Modelling the influence of data structure on learning in neural networks: the hidden manifold model

TL;DR

This paper introduces the hidden manifold model (HMM) to better understand how data structure influences neural network learning, providing an analytical framework that captures training dynamics and performance factors.

Contribution

The paper presents the hidden manifold model and proves the Gaussian Equivalence Property, enabling detailed analysis of neural network training on structured data.

Findings

Learning dynamics are captured by integro-differential equations.

Network performance depends on size, learning rate, and data manifold dimension.

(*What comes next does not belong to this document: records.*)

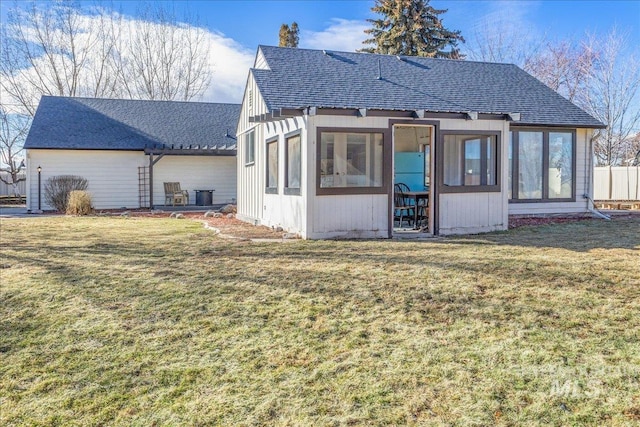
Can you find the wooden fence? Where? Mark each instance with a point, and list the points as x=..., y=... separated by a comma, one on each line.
x=7, y=190
x=616, y=183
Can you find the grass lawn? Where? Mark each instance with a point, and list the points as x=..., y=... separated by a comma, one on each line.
x=132, y=321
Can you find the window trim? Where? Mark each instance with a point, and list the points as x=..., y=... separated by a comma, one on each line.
x=291, y=191
x=386, y=156
x=251, y=162
x=446, y=189
x=515, y=166
x=267, y=189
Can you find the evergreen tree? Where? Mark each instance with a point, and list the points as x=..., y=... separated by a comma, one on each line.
x=411, y=27
x=294, y=35
x=289, y=36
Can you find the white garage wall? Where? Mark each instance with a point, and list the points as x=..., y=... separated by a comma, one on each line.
x=197, y=173
x=113, y=175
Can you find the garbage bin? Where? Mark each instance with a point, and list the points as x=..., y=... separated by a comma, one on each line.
x=204, y=197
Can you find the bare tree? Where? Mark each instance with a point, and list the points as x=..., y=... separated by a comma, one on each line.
x=13, y=130
x=564, y=66
x=612, y=96
x=62, y=49
x=498, y=42
x=166, y=60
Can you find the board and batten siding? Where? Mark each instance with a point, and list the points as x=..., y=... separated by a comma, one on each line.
x=584, y=185
x=367, y=216
x=343, y=216
x=196, y=173
x=286, y=210
x=476, y=212
x=112, y=175
x=250, y=176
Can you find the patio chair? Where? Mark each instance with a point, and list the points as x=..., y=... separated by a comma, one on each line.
x=174, y=195
x=402, y=209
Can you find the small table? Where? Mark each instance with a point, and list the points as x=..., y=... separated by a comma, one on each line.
x=204, y=197
x=418, y=196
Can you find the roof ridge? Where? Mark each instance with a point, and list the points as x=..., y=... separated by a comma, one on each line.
x=139, y=100
x=388, y=55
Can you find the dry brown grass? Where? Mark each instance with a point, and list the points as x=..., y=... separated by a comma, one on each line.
x=158, y=322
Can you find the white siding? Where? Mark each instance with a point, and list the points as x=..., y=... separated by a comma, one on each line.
x=112, y=175
x=281, y=210
x=196, y=173
x=584, y=184
x=344, y=216
x=468, y=213
x=250, y=177
x=464, y=213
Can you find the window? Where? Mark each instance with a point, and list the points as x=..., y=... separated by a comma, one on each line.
x=250, y=148
x=272, y=166
x=350, y=160
x=544, y=163
x=470, y=162
x=293, y=162
x=530, y=159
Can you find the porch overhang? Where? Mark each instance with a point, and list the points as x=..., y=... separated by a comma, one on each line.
x=284, y=113
x=158, y=152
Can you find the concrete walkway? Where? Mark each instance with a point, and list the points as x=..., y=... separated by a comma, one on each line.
x=17, y=212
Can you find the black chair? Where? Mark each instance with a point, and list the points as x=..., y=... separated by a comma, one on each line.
x=402, y=208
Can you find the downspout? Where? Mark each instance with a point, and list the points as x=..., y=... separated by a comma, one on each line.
x=588, y=177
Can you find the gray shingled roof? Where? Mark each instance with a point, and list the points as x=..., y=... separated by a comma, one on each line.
x=300, y=78
x=119, y=124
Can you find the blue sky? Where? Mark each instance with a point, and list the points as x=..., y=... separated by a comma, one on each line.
x=257, y=22
x=238, y=27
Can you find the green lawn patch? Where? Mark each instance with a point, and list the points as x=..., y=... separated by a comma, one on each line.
x=132, y=321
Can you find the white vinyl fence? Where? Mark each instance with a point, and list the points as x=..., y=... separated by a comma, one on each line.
x=616, y=183
x=7, y=190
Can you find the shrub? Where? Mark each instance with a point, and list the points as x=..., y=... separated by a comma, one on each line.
x=57, y=189
x=79, y=203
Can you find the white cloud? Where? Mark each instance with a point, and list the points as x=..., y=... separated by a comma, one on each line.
x=230, y=62
x=341, y=34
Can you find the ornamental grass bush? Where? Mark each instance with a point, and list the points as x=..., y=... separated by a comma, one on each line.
x=79, y=203
x=58, y=188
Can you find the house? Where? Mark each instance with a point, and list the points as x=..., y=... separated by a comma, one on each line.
x=323, y=137
x=127, y=149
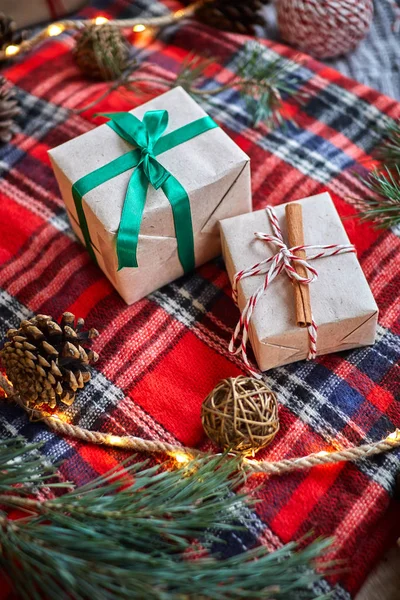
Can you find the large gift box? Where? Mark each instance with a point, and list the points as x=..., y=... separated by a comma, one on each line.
x=145, y=191
x=342, y=304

The model explains how neural networks learn functions of increasing complexity.

Abstract

Understanding the reasons for the success of deep neural networks trained using stochastic gradient-based methods is a key open problem for the nascent theory of deep learning. The types of data where these networks are most successful, such as images or sequences of speech, are characterised by intricate correlations. Yet, most theoretical work on neural networks does not explicitly model training data, or assumes that elements of each data sample are drawn independently from some factorised probability distribution. These approaches are thus by construction blind to the correlation structure of real-world data sets and their impact on learning in neural networks. Here, we introduce a generative model for structured data sets that we call the hidden manifold model (HMM). The idea is to construct high-dimensional inputs that lie on a lower-dimensional manifold, with labels that depend only on their position within this manifold, akin to a single layer decoder or generator in a generative adversarial network. We demonstrate that learning of the hidden manifold model is amenable to an analytical treatment by proving a "Gaussian Equivalence Property" (GEP), and we use the GEP to show how the dynamics of two-layer neural networks trained using one-pass stochastic gradient descent is captured by a set of integro-differential equations that track the performance of the network at all times. This permits us to analyse in detail how a neural network learns functions of increasing complexity during training, how its performance depends on its size and how it is impacted by parameters such as the learning rate or the dimension of the hidden manifold.